VALLEJO — There’s more to the Solano County Fair than the Ferris wheel, the ball toss with its stuffed animal prizes, the spinning Gravitron, pulsing music and corn dogs.
The fair has a quieter side, too. In a concrete-block building tucked in along the eastern end of the fair’s main drag is the Gem and Mineral Display.
Here, fairgoers can see and buy necklaces, bracelets and other jewelry containing polished rocks. They can see a cow’s skull covered with crystals. They can look through small containers with arrowheads, fossil sand and meteorites from Argentina. They can see a display case containing pink halite, comanite and pyrite with white quartz.
All of this comes courtesy of The Vallejo Gem and Mineral Society, which got founded in 1954 and has its year-round home in the fairgrounds building.
Club Past President Barbara Battin of Benicia on Thursday pointed to a small, polished, streaky gray stone. That was once a raw rock, she said. It is jasper, which can be found locally.
Behind a display case, out of sight of the fair exhibit, is the work area where club members transform raw rock into gemstones.

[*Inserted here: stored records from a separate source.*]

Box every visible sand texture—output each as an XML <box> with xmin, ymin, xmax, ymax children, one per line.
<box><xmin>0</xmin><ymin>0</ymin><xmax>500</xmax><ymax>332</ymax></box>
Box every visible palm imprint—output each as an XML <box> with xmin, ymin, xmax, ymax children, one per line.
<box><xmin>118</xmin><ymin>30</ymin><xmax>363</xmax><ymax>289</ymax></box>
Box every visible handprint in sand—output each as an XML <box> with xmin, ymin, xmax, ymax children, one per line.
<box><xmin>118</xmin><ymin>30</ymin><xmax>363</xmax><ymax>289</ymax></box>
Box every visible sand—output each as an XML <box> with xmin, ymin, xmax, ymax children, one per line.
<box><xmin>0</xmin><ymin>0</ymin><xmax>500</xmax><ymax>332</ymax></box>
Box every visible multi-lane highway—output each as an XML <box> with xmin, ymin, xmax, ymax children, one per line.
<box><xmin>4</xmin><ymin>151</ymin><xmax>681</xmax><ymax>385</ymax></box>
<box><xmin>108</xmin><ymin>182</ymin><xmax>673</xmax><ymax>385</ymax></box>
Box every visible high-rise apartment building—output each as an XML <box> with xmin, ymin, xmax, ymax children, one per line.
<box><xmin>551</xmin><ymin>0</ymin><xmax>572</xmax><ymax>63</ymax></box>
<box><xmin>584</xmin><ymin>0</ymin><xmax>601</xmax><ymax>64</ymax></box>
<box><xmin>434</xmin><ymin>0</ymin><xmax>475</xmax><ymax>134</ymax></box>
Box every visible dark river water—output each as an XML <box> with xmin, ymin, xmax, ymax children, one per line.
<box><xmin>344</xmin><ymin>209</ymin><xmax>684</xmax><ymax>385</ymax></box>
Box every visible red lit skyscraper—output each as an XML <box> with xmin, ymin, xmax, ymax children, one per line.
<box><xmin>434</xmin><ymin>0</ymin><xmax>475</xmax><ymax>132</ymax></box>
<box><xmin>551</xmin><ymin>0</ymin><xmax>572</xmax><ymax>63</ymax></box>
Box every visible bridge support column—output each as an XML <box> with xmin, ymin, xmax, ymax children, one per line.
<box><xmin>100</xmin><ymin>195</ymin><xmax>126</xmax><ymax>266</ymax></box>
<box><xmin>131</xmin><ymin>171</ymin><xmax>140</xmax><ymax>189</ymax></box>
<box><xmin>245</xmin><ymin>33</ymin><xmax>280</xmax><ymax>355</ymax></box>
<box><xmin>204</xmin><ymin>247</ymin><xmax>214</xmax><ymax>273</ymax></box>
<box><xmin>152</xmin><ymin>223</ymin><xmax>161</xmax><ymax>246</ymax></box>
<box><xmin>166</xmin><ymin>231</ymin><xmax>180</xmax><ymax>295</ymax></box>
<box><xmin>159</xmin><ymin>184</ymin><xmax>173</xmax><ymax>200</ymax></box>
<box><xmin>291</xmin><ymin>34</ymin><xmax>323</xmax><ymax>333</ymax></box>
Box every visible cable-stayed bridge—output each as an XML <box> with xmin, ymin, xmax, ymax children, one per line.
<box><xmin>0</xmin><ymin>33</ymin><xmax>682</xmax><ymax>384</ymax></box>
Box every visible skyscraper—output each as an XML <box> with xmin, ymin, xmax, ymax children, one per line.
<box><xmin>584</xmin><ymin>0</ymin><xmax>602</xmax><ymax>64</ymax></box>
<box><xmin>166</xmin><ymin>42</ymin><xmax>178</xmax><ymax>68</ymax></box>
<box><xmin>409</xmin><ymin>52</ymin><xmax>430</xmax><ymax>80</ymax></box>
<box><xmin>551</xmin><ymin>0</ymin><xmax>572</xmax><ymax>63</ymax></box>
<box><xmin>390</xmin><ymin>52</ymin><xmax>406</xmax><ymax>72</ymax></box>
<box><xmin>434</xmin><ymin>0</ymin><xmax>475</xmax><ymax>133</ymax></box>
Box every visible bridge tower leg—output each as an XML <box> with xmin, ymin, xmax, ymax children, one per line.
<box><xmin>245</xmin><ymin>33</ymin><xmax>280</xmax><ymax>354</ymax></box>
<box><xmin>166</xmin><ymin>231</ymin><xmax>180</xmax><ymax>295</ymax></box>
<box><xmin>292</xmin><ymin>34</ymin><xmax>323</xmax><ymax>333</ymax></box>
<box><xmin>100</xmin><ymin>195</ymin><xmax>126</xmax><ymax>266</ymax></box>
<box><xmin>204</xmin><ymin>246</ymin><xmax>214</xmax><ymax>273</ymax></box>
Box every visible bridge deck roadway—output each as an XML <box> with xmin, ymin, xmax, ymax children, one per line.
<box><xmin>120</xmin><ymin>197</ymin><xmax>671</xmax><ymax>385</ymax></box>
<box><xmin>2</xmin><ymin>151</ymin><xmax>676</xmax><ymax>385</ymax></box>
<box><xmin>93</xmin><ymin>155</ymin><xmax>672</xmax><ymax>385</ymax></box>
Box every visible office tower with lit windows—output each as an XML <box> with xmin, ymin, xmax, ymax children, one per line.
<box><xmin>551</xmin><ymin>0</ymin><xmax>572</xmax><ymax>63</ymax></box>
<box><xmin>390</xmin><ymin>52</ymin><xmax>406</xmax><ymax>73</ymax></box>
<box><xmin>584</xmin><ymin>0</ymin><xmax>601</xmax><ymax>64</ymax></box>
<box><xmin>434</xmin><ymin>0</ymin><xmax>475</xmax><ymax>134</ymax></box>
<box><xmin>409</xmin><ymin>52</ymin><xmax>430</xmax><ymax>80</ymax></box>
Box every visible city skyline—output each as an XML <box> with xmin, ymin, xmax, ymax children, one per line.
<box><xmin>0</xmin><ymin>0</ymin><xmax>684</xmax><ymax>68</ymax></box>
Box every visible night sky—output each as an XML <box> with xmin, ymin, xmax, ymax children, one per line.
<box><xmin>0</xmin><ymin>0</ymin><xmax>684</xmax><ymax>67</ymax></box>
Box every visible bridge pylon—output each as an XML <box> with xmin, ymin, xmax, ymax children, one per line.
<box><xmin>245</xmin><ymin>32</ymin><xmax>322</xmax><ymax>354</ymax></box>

There sit four power saws and two trim saws with diamond blades, and eight grinders. The rocks get cut, shaped and polished until they emerge ready to be fitted in jewelery.
A group of children participating in the nearby 4-H exhibits came over to the Gem and Mineral Display during a break. Samantha and Gary Moore of Dixon didn’t have to convince their children to choose the mineral display over the fair’s ride section.
“This is their favorite place to come at the fair,” Samantha Moore said.
The children also go to the Dixon May Fair and get their rides in there, Gary Moore said.
Eight-year-old Gregory Moore stood nearby holding a small plastic bag of rocks he had gotten by sifting through sand at a Gem and Mineral Display exhibit. He confirmed that the display is a favorite of his.
“Because I like rocks,” he said, adding he has a collection.
He’d come to the right place and, if he ever wants to take his hobby a step further, the Vallejo Gem and Mineral Society accepts new members. The fair exhibit raises the group’s profile for a few days and can bring in recruits.
Battin joined the mineral society about five years ago. She knew about the society from word of mouth. Then she came across a rock collection that had been created over 50 years. The children of the collector were throwing it out and told Battin she could have it if she took it all – enough to take seven moving trips.
With that, Battin joined The Vallejo Gem and Mineral Society. She and James Sargent of America Canyon formed a gemstone business called The Beauty Within and now travel with their gemstones to such events as the Tomato Festival in downtown Fairfield.
“It started out as a hobby,” Battin said, then added, “It’s still a hobby.”